C++ in 2016
published at 21.01.2016 16:08 by Jens Weller
Like in the previous years(2015, 2014 & 2013), a short outlook into the fresh year regarding C++...
In 2015 there were a few surprises, C++ has now its own podcast with CppCast, even more C++ blogs, which I share with you almost every week in the Meeting C++ blogroll. A big surprise was the announcement of the core guidelines for C++, followed by the release the Guidline Support Library. The Meeting C++ 2015 conference was a big success, the first videos are already online! But lets look forward into 2016...
Where should I start. Oh, yes, are you aware that we are now in the post Scott Meyers era? As with his last blogpost in 2016, he announced his retirement. Also just a few days ago, another C++ Titan has retired: Alex Stepanov. Both, Scott and Alex have been very important to C++, the STL is Stepanovs contribution to C++, in his great vision of generic programming. And Scott, he has been famous not only for his various books, but mostly been admired for his special way to teach the essence of C++. Yet we should remember, that retirement does not mean that they could not surprise us with something new in the future.
And, have you noticed, that 2016 + 1 is 2017? The year we expect that C++17 is released? This year, its C++17 which we can see taking shape, somethings are already clear, for everything else the C++ committee meets 3 times. Also, I expect this standard to be the first which really ships with "extensions", or Technical Specifications. There are some things, which might not make it in the Standard, simply because the should first mature inside a Technical Specification (aka TS), so using std::experimental and not yet standardized features might become normal in C++.

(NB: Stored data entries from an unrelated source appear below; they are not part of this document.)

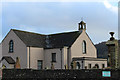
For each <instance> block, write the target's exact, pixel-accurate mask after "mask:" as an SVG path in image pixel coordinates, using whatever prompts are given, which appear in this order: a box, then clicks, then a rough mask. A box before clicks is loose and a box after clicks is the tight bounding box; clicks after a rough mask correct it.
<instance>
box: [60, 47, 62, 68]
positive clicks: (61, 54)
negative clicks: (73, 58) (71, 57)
mask: <svg viewBox="0 0 120 80" xmlns="http://www.w3.org/2000/svg"><path fill="white" fill-rule="evenodd" d="M60 51H61V69H62V48H60Z"/></svg>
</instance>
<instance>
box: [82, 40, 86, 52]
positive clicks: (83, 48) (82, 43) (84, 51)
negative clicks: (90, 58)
mask: <svg viewBox="0 0 120 80" xmlns="http://www.w3.org/2000/svg"><path fill="white" fill-rule="evenodd" d="M82 49H83V54H86V42H85V41H83V43H82Z"/></svg>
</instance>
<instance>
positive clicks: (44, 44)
mask: <svg viewBox="0 0 120 80" xmlns="http://www.w3.org/2000/svg"><path fill="white" fill-rule="evenodd" d="M13 31H14V32H15V34H16V35H17V36H18V37H19V38H20V39H21V40H22V41H23V42H24V43H25V44H26V46H31V47H44V46H45V41H44V40H45V35H41V34H37V33H32V32H26V31H20V30H15V29H13Z"/></svg>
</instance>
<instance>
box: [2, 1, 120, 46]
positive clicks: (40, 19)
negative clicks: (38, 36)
mask: <svg viewBox="0 0 120 80" xmlns="http://www.w3.org/2000/svg"><path fill="white" fill-rule="evenodd" d="M30 1H31V2H28V1H26V0H23V2H19V0H18V1H17V0H16V2H15V1H14V0H13V1H11V2H8V1H7V0H4V1H3V2H2V6H1V7H2V8H1V9H0V12H1V13H2V15H1V16H0V18H1V19H0V21H1V22H2V25H1V27H0V28H2V29H1V30H2V35H1V37H0V41H1V40H2V39H3V38H4V37H5V35H6V34H7V33H8V32H9V31H10V29H19V30H25V31H30V32H37V33H40V34H53V33H60V32H70V31H76V30H78V23H79V22H80V21H81V18H83V21H84V22H86V24H87V31H86V32H87V33H88V35H89V36H90V38H91V39H92V41H93V43H94V44H96V43H99V42H102V41H107V40H108V39H109V38H110V35H109V32H110V31H114V32H115V37H116V38H118V8H117V6H118V3H117V0H114V2H113V1H112V2H108V0H103V1H99V0H98V1H91V2H90V1H89V2H88V1H87V0H86V1H84V2H82V1H71V2H68V1H67V0H62V1H56V2H54V1H51V2H48V1H46V2H39V1H36V2H32V0H30ZM65 1H66V2H65ZM0 4H1V3H0Z"/></svg>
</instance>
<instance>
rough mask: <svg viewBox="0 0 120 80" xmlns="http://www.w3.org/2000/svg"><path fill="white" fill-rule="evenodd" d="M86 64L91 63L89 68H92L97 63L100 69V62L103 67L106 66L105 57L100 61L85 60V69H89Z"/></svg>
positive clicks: (106, 64) (106, 65)
mask: <svg viewBox="0 0 120 80" xmlns="http://www.w3.org/2000/svg"><path fill="white" fill-rule="evenodd" d="M88 64H91V68H93V67H94V66H95V64H98V65H99V69H102V64H104V65H105V67H107V59H105V60H101V61H97V60H96V61H91V60H90V61H87V60H86V61H85V66H87V69H89V67H88Z"/></svg>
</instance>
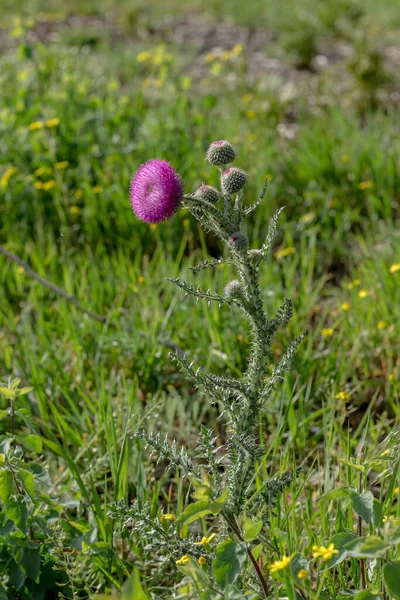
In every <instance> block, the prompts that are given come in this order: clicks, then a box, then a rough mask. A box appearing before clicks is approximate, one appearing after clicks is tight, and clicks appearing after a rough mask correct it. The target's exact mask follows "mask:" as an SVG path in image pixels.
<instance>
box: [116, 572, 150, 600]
mask: <svg viewBox="0 0 400 600" xmlns="http://www.w3.org/2000/svg"><path fill="white" fill-rule="evenodd" d="M121 600H149V597H148V596H147V594H145V593H144V590H143V587H142V582H141V581H140V573H139V569H138V568H137V567H135V568H134V570H133V573H132V575H131V576H130V578H129V579H128V581H127V582H126V584H125V585H124V588H123V594H122V599H121Z"/></svg>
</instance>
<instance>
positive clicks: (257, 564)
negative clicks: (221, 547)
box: [221, 513, 269, 598]
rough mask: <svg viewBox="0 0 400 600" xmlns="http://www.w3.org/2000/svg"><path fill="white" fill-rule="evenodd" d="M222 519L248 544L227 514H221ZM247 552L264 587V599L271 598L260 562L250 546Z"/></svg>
mask: <svg viewBox="0 0 400 600" xmlns="http://www.w3.org/2000/svg"><path fill="white" fill-rule="evenodd" d="M221 515H222V517H223V518H224V519H225V521H226V522H227V524H228V525H229V527H230V528H231V529H232V531H233V533H234V534H235V535H236V536H237V538H238V539H239V540H240V541H241V542H243V543H244V544H246V542H245V541H244V539H243V537H242V535H241V533H240V531H239V530H238V528H237V527H236V525H235V524H234V523H232V521H231V520H230V518H229V517H228V516H227V515H226V514H225V513H221ZM246 551H247V556H248V557H249V559H250V560H251V562H252V564H253V567H254V569H255V571H256V573H257V577H258V580H259V582H260V585H261V587H262V590H263V592H264V598H269V591H268V584H267V582H266V581H265V579H264V576H263V574H262V572H261V569H260V566H259V564H258V562H257V561H256V559H255V558H254V556H253V554H252V552H251V550H250V548H249V547H248V545H247V544H246Z"/></svg>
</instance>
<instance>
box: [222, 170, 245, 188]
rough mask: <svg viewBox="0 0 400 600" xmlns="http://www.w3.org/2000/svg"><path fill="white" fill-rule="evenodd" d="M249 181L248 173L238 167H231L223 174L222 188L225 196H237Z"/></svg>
mask: <svg viewBox="0 0 400 600" xmlns="http://www.w3.org/2000/svg"><path fill="white" fill-rule="evenodd" d="M246 181H247V173H246V171H243V169H239V168H238V167H230V168H229V169H227V170H226V171H224V172H223V173H222V176H221V187H222V191H223V192H224V194H236V193H237V192H239V191H240V190H241V189H242V187H243V186H244V185H245V183H246Z"/></svg>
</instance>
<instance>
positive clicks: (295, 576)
mask: <svg viewBox="0 0 400 600" xmlns="http://www.w3.org/2000/svg"><path fill="white" fill-rule="evenodd" d="M303 569H304V570H305V571H308V572H309V571H310V565H309V564H308V560H307V559H306V558H305V557H304V556H302V555H301V554H296V555H295V556H293V558H292V560H291V561H290V573H291V575H292V578H293V579H294V580H295V581H296V583H302V582H303V579H302V578H301V577H299V575H298V574H299V572H300V571H302V570H303Z"/></svg>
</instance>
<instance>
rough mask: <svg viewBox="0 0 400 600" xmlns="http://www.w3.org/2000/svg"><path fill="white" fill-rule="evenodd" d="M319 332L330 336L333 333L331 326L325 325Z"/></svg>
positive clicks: (325, 335) (330, 335)
mask: <svg viewBox="0 0 400 600" xmlns="http://www.w3.org/2000/svg"><path fill="white" fill-rule="evenodd" d="M321 333H322V335H323V336H324V337H330V336H331V335H333V328H332V327H326V328H325V329H322V331H321Z"/></svg>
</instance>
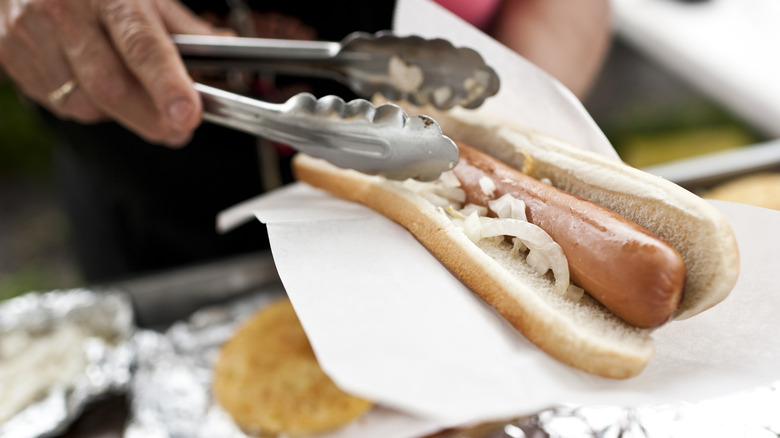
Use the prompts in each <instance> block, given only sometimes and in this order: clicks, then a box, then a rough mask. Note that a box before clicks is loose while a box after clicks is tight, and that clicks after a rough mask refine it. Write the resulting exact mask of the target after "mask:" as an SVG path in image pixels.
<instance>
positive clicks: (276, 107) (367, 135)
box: [195, 84, 458, 180]
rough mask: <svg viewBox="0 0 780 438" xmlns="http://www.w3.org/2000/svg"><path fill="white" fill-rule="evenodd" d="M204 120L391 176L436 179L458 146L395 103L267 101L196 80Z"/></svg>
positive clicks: (324, 99) (369, 172)
mask: <svg viewBox="0 0 780 438" xmlns="http://www.w3.org/2000/svg"><path fill="white" fill-rule="evenodd" d="M195 88H196V89H197V90H198V92H199V93H200V94H201V97H202V99H203V106H204V119H206V120H208V121H210V122H212V123H217V124H220V125H223V126H227V127H230V128H233V129H237V130H240V131H243V132H247V133H250V134H254V135H257V136H260V137H264V138H268V139H270V140H274V141H278V142H282V143H285V144H287V145H289V146H291V147H293V148H295V149H297V150H299V151H301V152H304V153H306V154H308V155H311V156H314V157H318V158H323V159H325V160H328V161H330V162H332V163H333V164H335V165H337V166H340V167H345V168H352V169H356V170H359V171H361V172H365V173H370V174H379V175H383V176H386V177H388V178H391V179H406V178H414V179H419V180H433V179H436V178H437V177H438V176H439V175H440V174H441V172H443V171H446V170H450V169H452V168H453V167H454V166H455V164H456V163H457V160H458V150H457V147H456V146H455V144H454V143H453V142H452V140H450V139H449V138H447V137H445V136H444V135H442V132H441V129H440V128H439V126H438V124H436V122H435V121H433V120H432V119H430V118H429V117H426V116H415V117H408V116H407V115H406V113H404V111H403V110H402V109H401V108H399V107H398V106H396V105H391V104H385V105H381V106H379V107H375V106H374V105H372V104H371V103H370V102H368V101H367V100H363V99H356V100H353V101H351V102H349V103H346V102H344V101H343V100H342V99H341V98H339V97H336V96H326V97H323V98H321V99H316V98H315V97H314V96H312V95H311V94H308V93H300V94H297V95H295V96H293V97H292V98H291V99H289V100H288V101H287V102H285V103H283V104H270V103H267V102H262V101H258V100H254V99H250V98H247V97H244V96H240V95H236V94H233V93H229V92H226V91H223V90H220V89H217V88H212V87H208V86H206V85H202V84H196V85H195Z"/></svg>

Conferences and C++ Committee Meetings.
As earlier mentioned, there are 3 C++ Committee meetings:
- 2016-02-29 to 03-05: Jacksonville, FL, USA
- 2016-06-20 to 25: Oulu, Finland
- 2016-11-07-12: Issaquah, WA, USA
There are meetings in 2017 in Issaquah (February) and Toronto (July) planned. Also there might be subgroup meetings, like last years library meeting in cologne. There is an overview page at isocpp.org for more details.
C++ Russia was the first C++ conference in Russia last year, and it is the first C++ conference in 2016, while Meeting C++ should be the last conference again, mid November. An overview, on C++ conferences in 2016:
- C++ Russia, 26-27 February
- ACCU, mid April (Bristol, UK)
- ADC, 25-26 April (Baveria, Germany)
- C++now, 9-14th May (Aspen, USA)*
- NDC Oslo, 6-10th June (Oslo, Norway)
- CppCon, mid September (Seattle, USA)*
- Qt Worldsummit, 18-20th October (San Francisco, USA)

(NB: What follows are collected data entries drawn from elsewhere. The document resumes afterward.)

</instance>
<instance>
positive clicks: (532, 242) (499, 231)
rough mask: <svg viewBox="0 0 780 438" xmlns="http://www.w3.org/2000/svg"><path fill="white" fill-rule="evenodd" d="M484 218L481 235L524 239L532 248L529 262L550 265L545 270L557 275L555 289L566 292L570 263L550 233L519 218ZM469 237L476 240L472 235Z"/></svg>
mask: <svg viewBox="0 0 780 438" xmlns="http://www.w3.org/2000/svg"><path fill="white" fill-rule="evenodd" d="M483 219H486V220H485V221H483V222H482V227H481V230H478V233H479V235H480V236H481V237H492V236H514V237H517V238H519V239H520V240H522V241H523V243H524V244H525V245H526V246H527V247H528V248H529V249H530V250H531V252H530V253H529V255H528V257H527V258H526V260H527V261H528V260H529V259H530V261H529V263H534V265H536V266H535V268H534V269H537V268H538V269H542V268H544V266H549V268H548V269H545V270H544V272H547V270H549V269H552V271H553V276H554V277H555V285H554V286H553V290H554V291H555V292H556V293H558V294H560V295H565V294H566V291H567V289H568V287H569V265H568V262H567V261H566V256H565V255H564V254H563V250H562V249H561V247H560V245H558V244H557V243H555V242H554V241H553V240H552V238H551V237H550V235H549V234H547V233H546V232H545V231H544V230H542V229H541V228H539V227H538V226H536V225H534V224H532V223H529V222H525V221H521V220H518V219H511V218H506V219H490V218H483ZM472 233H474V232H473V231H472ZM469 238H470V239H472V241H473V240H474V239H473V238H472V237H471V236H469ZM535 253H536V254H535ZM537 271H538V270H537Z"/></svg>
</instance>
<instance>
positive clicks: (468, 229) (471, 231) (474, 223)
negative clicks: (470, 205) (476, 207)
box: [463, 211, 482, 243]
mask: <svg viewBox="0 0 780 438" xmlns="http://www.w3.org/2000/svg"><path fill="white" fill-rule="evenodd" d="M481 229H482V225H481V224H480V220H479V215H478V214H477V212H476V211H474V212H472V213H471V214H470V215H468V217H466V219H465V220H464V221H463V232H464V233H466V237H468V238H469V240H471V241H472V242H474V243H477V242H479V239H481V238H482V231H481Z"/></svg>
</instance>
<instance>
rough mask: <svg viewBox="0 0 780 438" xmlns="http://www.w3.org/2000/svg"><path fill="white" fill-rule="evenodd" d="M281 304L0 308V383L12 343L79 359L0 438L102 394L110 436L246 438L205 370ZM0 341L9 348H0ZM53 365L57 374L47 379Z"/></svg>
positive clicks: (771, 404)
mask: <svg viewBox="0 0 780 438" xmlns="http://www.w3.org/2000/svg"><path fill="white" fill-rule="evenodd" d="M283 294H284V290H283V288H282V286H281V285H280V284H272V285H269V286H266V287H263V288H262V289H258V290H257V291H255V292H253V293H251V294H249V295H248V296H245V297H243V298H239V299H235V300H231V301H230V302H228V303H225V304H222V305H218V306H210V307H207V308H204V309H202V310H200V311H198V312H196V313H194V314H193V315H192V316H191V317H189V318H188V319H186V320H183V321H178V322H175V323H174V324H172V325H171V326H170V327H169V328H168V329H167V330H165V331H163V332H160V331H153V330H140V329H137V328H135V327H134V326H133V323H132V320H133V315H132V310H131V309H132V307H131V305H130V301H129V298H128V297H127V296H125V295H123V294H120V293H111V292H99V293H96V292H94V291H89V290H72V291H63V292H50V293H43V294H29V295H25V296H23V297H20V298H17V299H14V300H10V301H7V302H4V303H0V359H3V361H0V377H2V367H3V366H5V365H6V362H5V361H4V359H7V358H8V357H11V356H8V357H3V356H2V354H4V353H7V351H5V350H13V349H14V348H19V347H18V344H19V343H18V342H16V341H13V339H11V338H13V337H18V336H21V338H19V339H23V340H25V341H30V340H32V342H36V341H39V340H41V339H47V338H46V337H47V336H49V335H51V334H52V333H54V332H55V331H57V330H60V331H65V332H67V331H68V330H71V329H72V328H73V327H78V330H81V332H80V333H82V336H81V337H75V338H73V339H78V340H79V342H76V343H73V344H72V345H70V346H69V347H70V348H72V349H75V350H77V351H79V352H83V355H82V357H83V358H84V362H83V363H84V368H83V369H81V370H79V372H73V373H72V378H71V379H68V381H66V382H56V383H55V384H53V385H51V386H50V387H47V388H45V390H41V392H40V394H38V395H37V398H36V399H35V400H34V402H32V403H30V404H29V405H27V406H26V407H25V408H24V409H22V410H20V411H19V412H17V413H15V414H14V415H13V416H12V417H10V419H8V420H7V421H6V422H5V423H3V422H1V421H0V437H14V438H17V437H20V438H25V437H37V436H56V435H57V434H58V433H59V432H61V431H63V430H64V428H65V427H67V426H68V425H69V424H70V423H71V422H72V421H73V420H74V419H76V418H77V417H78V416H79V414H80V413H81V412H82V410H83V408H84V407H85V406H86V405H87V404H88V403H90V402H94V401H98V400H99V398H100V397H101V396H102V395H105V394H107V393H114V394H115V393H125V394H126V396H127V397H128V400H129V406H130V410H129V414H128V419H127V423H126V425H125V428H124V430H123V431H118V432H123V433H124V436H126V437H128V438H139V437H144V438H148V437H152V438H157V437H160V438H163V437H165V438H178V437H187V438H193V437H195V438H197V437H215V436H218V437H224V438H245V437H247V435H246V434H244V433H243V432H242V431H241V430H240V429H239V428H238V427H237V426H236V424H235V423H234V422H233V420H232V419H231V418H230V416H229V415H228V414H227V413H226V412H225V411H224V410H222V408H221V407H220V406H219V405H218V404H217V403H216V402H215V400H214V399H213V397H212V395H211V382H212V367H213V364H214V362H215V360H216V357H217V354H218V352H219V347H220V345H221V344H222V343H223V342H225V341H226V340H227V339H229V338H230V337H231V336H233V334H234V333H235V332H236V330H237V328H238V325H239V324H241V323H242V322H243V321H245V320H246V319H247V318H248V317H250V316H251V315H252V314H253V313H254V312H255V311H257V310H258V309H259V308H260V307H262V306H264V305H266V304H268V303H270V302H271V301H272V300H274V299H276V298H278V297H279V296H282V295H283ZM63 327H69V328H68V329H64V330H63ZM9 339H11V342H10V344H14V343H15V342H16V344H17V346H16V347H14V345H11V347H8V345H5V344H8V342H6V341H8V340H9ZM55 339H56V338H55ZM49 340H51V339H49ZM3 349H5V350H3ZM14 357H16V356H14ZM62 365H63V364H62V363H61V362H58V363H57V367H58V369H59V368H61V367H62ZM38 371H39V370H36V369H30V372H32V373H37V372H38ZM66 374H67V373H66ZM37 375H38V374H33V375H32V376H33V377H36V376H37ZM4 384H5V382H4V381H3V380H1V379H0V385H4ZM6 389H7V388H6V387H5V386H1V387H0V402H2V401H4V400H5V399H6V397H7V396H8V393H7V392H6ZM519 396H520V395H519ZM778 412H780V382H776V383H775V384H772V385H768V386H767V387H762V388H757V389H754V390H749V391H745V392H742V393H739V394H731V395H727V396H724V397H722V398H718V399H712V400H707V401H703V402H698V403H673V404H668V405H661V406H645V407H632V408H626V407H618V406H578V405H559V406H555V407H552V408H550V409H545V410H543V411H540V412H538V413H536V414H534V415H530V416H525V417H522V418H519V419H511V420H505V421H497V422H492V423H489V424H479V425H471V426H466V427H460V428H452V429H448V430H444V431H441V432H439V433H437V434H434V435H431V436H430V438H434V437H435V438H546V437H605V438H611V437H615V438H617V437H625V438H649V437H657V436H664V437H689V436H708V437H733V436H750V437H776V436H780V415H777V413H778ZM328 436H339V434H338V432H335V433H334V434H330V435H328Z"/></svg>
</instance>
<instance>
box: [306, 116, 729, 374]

- Meeting C++ 2016, 18-19th November (Berlin, Germany)*
* = meet me there, there are also two talks I want to prepare for this year.

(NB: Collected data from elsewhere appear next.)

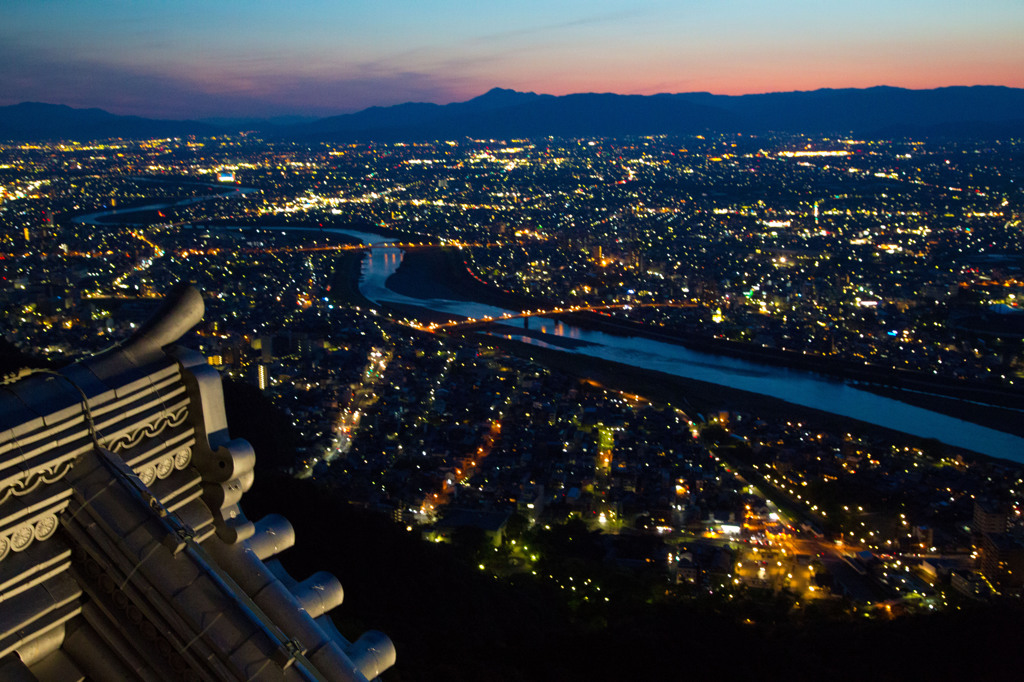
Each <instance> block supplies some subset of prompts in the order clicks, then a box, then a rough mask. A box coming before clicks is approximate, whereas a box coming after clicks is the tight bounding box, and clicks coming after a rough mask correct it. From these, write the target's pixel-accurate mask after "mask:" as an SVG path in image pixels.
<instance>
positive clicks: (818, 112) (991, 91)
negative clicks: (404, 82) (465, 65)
mask: <svg viewBox="0 0 1024 682" xmlns="http://www.w3.org/2000/svg"><path fill="white" fill-rule="evenodd" d="M768 131H777V132H795V133H815V134H821V133H834V134H851V133H852V134H858V135H883V136H887V135H886V133H887V132H888V134H889V135H892V134H899V135H918V134H934V135H946V136H989V135H993V134H994V135H998V136H1004V135H1013V134H1022V133H1024V89H1019V88H1007V87H1000V86H973V87H948V88H938V89H934V90H907V89H903V88H893V87H885V86H880V87H873V88H866V89H842V90H827V89H826V90H813V91H809V92H777V93H768V94H754V95H739V96H731V95H714V94H711V93H707V92H691V93H681V94H656V95H618V94H597V93H583V94H570V95H563V96H552V95H539V94H535V93H532V92H516V91H514V90H503V89H499V88H496V89H494V90H490V91H489V92H487V93H485V94H483V95H481V96H479V97H476V98H474V99H470V100H469V101H465V102H457V103H452V104H444V105H439V104H425V103H409V104H398V105H396V106H388V108H377V106H375V108H371V109H368V110H365V111H361V112H358V113H356V114H348V115H344V116H336V117H331V118H328V119H322V120H319V121H316V122H315V123H312V124H308V125H306V126H295V127H294V128H292V129H291V130H290V131H289V132H290V134H291V135H294V136H296V137H299V138H303V139H317V140H328V141H342V140H346V141H347V140H370V139H375V140H380V141H388V140H399V139H458V138H460V137H465V136H469V137H483V138H487V137H498V138H508V137H537V136H544V135H556V136H578V135H579V136H589V135H607V136H618V135H649V134H694V133H702V132H751V133H764V132H768Z"/></svg>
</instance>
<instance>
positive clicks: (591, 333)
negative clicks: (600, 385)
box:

Meeting C++ 2016 has not yet been announced, I plan to do this like last year in March. The opening keynote will be by Bjarne Stroustrup.
A trend started last year is, to release libraries with the minimum requirement of C++11. Both encryption libraries botan and Crypto++ have done so, and many others are on to it. Qt will release with 5.6 a long term maintance release supported for 3 more years, and move to C++11 with 5.7. While boost is known for modern C++ for a long time, some of its inner workings still are based on macro tricks rather then variadic templates, boost::mpl will not be updated to have C++11 support, rather its replacement hana has been accepted into boost, and with brigand there is a replacement for boost::mpl written in C++11, focusing on fast compile times. boost::fusion supports variadic templates since the 1.60 release. Another example is the decision of the C++ Actor Framework to only support the compilers of the last two years at release date.
So the C++ Libraries have started to reflect the standardization and modernization of C++ and its toolchains. So should your projects move, don't get left behind.
With Visual Studio 2015, there is almost full support of C++11 on the 3 major compiler platforms given. So, 2016 should be the year, where C++11 is fully implemented on all major toolsets ;) Clang has enabled an amazing set of tools to do what would have been considered advanced magic a few years ago. I expect this tool section to grow further in 2016. Last year there was a great lightning talk on clang tidy & format at Meeting C++.
A short overview on free tools you should know:
Some of the sanitizers are also available in GCC, and Herb Sutter showed in his CppCon Keynote last year a Visual Studio build in static analyzer. So, expect some surprises in the tool landscape for C++.
Also last year started two new IDEs for C++, CLion and Cevelop, both java based alternatives to Eclipse?
With the newest C++ User Group in Vietnam. There is now a truly international network of user groups meeting around the globe, hotspot is still Europe and North America. Please get in contact with me, if you want to have support from Meeting C++ for starting your own local user group!
There will be some changes in the website, as I slowly finish my work on my CMS. Once its done, I'll plan to port the website to it. There is some work to do on the C++ software which runs Meeting C++, new features are planned. Like in the last years, my focus will be on the community, user groups and planning the 5th Meeting C++ conference.